Ее отец, небогатый дворянин Иван Антонович Гриневский, лежал на диване. Возле него сидел Калиостро и делал странные манипуляции руками. Здесь же в кабинете находилась жена Гриневского и Маргадон.

Сеанс подходил к концу. Калиостро стиснул зубы, напрягся, последний раз провел рукой над бледным лбом больного, собрал «энергетическое облачко» и швырнул его в угол. В углу что-то отозвалось легкой вспышкой и исчезло. Жена Гриневского испуганно перекрестилась.

— На сегодня все! — устало сказал Калиостро и встал со стула. — Вам легче, сударь?

— Вроде бы так, — сказал Гриневский. — Отпустило!

Он попытался сесть, улыбнулся, радостно посмотрел на жену и дочь.

— Волшебник! Истинно волшебник! — всплеснула руками жена Гриневского. — Уж как мне вас благодарить?!

— Никак! — сухо прервал ее Калиостро. — Благодарите природу. Она лечит.

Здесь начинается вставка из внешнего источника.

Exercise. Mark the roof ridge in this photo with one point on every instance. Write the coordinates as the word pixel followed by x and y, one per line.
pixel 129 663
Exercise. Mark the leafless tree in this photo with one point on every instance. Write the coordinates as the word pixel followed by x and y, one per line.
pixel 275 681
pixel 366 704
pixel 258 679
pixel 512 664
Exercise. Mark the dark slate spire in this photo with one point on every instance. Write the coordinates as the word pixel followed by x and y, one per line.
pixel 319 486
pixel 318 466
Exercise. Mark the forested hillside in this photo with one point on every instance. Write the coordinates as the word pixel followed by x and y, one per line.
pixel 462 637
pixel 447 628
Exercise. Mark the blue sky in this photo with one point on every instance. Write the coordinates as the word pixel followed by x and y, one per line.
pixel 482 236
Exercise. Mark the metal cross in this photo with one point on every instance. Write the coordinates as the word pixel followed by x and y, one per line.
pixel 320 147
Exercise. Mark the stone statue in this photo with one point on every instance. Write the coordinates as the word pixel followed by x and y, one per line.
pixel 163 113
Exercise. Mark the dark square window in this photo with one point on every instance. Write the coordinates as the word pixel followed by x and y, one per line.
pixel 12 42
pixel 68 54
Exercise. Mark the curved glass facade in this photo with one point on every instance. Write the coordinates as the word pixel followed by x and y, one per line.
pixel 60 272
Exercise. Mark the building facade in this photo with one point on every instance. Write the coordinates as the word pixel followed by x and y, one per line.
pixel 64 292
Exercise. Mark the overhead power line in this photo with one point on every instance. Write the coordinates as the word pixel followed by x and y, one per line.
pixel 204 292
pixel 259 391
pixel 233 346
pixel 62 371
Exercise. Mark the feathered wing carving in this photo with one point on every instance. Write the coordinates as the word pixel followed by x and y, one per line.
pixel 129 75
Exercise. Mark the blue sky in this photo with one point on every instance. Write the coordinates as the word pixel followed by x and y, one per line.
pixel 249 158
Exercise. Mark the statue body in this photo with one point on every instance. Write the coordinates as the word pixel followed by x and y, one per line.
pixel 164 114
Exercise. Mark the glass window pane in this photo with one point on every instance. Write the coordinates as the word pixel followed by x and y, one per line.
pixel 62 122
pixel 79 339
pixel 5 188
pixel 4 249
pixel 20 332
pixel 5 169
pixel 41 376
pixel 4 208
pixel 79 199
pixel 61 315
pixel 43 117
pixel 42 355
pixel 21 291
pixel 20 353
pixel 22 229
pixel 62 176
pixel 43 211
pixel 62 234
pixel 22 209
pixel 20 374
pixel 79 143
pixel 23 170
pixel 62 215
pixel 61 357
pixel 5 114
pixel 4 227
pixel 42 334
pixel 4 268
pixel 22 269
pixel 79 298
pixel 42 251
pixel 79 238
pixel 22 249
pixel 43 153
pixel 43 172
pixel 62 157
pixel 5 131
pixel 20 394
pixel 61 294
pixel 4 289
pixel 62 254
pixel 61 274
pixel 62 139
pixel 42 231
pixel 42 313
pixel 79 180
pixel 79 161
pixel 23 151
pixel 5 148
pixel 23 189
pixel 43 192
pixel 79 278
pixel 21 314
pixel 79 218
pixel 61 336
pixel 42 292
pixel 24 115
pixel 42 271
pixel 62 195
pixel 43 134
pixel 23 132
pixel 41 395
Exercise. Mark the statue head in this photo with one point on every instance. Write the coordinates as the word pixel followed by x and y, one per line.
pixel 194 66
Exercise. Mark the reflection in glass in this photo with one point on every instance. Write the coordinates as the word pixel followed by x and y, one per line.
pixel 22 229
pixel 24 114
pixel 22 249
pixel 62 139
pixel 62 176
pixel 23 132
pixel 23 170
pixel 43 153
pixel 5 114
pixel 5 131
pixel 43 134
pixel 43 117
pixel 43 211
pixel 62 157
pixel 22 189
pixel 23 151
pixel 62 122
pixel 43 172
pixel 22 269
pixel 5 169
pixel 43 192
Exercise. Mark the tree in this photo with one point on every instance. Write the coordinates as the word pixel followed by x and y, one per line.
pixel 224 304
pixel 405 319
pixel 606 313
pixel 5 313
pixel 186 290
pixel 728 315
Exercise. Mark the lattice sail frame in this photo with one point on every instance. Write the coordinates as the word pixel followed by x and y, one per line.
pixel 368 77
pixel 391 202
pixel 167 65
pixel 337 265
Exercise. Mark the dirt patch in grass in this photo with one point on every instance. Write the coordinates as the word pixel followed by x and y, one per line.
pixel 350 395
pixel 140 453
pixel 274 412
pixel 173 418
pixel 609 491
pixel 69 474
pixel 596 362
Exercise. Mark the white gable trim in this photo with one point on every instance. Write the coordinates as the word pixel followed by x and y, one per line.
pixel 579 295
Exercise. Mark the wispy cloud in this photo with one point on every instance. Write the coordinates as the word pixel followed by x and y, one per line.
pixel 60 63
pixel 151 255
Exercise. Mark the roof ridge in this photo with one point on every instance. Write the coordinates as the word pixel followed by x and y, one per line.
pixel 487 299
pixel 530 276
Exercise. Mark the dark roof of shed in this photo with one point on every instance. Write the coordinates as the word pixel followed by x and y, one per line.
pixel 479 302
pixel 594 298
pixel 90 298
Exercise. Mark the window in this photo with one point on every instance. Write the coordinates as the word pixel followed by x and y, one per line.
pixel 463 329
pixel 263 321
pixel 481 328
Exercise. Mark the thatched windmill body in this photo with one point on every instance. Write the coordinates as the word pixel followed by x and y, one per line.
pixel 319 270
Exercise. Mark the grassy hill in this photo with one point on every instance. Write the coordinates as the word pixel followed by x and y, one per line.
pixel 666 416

Я лишь жалкий инструмент в ее руках… — Он посмотрел на больного. — Еще бы несколько сеансов, Иван Антонович, и ваш недуг навсегда бы отступил… Но… — Он сделал паузу. — Но, увы! Дела заставляют меня срочно покинуть Санкт-Петербург…

— Никак нельзя задержаться? — спросила жена Гриневского.

— Увы! Меня ждут Варшава и Париж… Калиостро нужен всюду.